Conclusion. The judgment dismissing the charges is vacated, and the case is remanded to the Boston Municipal Court for further proceedings consistent with this opinion.
So ordered.
Footnotes
[1] The Trial Court safety advisory and protocols for fentanyl and carfentanil is available online at https://www.mass.gov/advisory/trial-court-safety-advisory-and-protocols-for-fentanyl-and-carfentanil [https://perma.cc/86SL-F2K2]. In relevant part, the policy states:
"Fentanyl and carfentanil are extremely potent and toxic synthetic opioids that are being used as adulterants in heroin and other controlled substances or passed off as pure heroin. . . . Given the danger that even a small amount of these substances poses, . . . [s]ubstances containing any amount of fentanyl or carfentanil are banned from entry into the courthouse, except as provided [herein]. This includes substances that have been collected as evidence and which would otherwise be entered in evidence at a hearing or trial. Parties who seek to present the appearance of a substance containing fentanyl or carfentanil to a fact finder must do so through means other than introduction of the actual substance, such as a stipulation, photographs, video, or witness testimony. . . . Deviation from the general ban . . . may occur when a judge determines that admission of the substance as evidence is necessary for the Commonwealth to prove its case or to protect a defendant's constitutional right to a fair trial. If a judge determines it necessary that a party be permitted to bring such substances into a courtroom, the substances shall be packaged and handled in the manner approved by the Drug Enforcement Administration (DEA); shall be handled while in the courthouse -- including presentation of the substances in a courtroom -- only by individuals who have been trained to handle fentanyl and carfentanil . . . . Determination that fentanyl, carfentanil, or its derivatives will be permitted to enter a courthouse shall be made in advance of the hearing or trial at which the substance will be presented. Court security shall be notified in advance of the date on which the substance will be entering the courthouse, the name of the case for which it is being brought into the courthouse, how the substance will be transported and who will be transporting it [into] the courtroom in which the substance will be presented, and when the substance[] has been taken out of the building."
[2] The judge suggested that the fentanyl could "stay in the box" so it "won't be touched by anyone in this courtroom."
[3] The case was first called at 9:08 A.M. and the final call of the case took place at 11:26 A.M.
[4] The motion to suppress in this case arose from police observation of an alleged hand-to-hand drug deal in an alley off Boylston Street in Boston, in which the defendant purportedly exchanged "an unknown item" for money; and their subsequent warrantless seizure of drugs from the defendant's person and bag.

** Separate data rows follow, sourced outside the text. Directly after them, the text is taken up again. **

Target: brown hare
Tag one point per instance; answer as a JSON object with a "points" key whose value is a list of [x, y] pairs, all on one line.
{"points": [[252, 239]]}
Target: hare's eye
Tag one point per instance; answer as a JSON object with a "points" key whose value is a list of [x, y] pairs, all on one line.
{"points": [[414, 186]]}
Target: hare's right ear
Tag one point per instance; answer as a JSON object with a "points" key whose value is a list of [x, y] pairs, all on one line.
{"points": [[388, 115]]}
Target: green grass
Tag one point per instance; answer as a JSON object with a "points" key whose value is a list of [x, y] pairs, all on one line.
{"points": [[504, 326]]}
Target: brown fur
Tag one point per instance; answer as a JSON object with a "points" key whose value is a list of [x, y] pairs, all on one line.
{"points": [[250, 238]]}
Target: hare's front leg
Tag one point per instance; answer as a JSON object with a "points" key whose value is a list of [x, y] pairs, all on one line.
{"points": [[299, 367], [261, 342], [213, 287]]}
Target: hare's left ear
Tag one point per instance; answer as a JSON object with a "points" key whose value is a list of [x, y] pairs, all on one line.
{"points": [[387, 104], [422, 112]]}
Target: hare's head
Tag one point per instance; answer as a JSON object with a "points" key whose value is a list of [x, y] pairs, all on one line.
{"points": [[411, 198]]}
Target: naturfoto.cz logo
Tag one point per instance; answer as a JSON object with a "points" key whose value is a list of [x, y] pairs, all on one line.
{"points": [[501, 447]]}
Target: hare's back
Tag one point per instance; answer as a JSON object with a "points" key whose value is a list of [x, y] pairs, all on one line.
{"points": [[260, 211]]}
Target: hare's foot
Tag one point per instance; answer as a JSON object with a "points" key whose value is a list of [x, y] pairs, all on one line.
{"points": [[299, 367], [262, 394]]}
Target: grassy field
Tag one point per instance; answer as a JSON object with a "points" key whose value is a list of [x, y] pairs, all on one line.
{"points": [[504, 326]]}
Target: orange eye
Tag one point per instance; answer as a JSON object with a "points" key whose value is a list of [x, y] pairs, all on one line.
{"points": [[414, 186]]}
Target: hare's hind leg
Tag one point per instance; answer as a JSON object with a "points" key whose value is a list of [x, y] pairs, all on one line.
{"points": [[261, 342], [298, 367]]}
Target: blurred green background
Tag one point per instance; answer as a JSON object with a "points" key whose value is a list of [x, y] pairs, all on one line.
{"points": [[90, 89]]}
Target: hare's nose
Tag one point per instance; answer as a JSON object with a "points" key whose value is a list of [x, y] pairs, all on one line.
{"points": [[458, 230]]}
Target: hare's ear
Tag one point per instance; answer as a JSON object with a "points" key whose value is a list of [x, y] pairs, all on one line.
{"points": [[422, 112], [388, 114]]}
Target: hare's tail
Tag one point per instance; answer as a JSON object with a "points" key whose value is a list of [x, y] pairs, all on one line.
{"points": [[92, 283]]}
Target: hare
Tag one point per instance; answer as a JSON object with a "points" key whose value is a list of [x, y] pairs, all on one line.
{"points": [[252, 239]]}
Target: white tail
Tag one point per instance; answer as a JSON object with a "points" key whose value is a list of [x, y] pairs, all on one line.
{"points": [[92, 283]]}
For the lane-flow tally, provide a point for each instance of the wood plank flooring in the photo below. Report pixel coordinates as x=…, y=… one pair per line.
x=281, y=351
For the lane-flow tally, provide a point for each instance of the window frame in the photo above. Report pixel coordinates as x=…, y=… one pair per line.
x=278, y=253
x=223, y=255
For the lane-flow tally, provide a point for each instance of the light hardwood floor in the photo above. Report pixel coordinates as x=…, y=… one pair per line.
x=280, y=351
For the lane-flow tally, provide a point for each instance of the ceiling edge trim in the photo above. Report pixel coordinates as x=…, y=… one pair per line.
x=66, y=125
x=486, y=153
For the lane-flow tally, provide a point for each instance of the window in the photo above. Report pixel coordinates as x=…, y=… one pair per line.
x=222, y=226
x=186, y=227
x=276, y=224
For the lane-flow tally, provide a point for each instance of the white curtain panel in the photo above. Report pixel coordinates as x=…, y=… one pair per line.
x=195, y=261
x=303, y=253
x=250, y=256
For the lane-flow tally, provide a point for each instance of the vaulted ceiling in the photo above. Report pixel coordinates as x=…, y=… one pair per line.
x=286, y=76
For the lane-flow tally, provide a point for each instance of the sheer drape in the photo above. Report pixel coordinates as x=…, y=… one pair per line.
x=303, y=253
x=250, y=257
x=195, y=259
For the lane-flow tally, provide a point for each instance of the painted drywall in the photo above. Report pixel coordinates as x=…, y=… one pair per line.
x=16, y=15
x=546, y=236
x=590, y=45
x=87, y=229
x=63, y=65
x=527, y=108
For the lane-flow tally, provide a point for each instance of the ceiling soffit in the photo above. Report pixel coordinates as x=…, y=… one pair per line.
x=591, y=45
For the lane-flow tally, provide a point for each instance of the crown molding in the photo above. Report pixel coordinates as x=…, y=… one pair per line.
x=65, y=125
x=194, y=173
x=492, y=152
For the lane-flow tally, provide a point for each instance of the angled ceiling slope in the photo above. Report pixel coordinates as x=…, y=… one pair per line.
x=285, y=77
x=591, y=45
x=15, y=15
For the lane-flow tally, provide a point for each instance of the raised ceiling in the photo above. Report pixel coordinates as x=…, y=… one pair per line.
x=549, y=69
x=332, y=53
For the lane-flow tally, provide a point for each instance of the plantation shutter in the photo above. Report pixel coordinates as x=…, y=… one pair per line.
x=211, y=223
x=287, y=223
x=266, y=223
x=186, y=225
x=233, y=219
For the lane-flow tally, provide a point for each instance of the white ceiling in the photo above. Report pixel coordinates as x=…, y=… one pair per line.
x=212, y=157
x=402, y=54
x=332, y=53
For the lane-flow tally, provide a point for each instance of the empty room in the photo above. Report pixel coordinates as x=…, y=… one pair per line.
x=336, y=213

[5] The judge also misapprehended the significance of a suppression hearing as a "critical stage" in the proceedings. Classification of a portion of a criminal proceeding as "critical" denotes an event at which the defendant has a right to be present and assisted by effective counsel; it has nothing to do with the type of evidence that must be produced by the Commonwealth. See Vazquez Diaz v. Commonwealth, 487 Mass. 336, 340-341 (2021) (suppression hearing constitutes critical stage at which defendant has right to be present); Commonwealth v. Neary-French, 475 Mass. 167, 170 (2016) (Sixth Amendment to United States Constitution and art. 12 of Massachusetts Declaration of Rights provide criminal defendants right to counsel at all critical stages of prosecution).
[6] Although the policy is directed to "Trial Court staff and judicial officers," we discern no reasoned basis why it would not apply to the prosecutor in the circumstances here. To the extent that it did, the judge's order presented the prosecutor with the untenable choice of bringing fentanyl into the court house under circumstances that clearly violated the policy and posed significant health risks to the parties, court personnel, and the public; or declining to do so and thereby having the case dismissed.
[7] Any delays in the case appear to have been attributable to the defendant's failures to appear for court dates, change in attorneys, and late filing of his motion to suppress.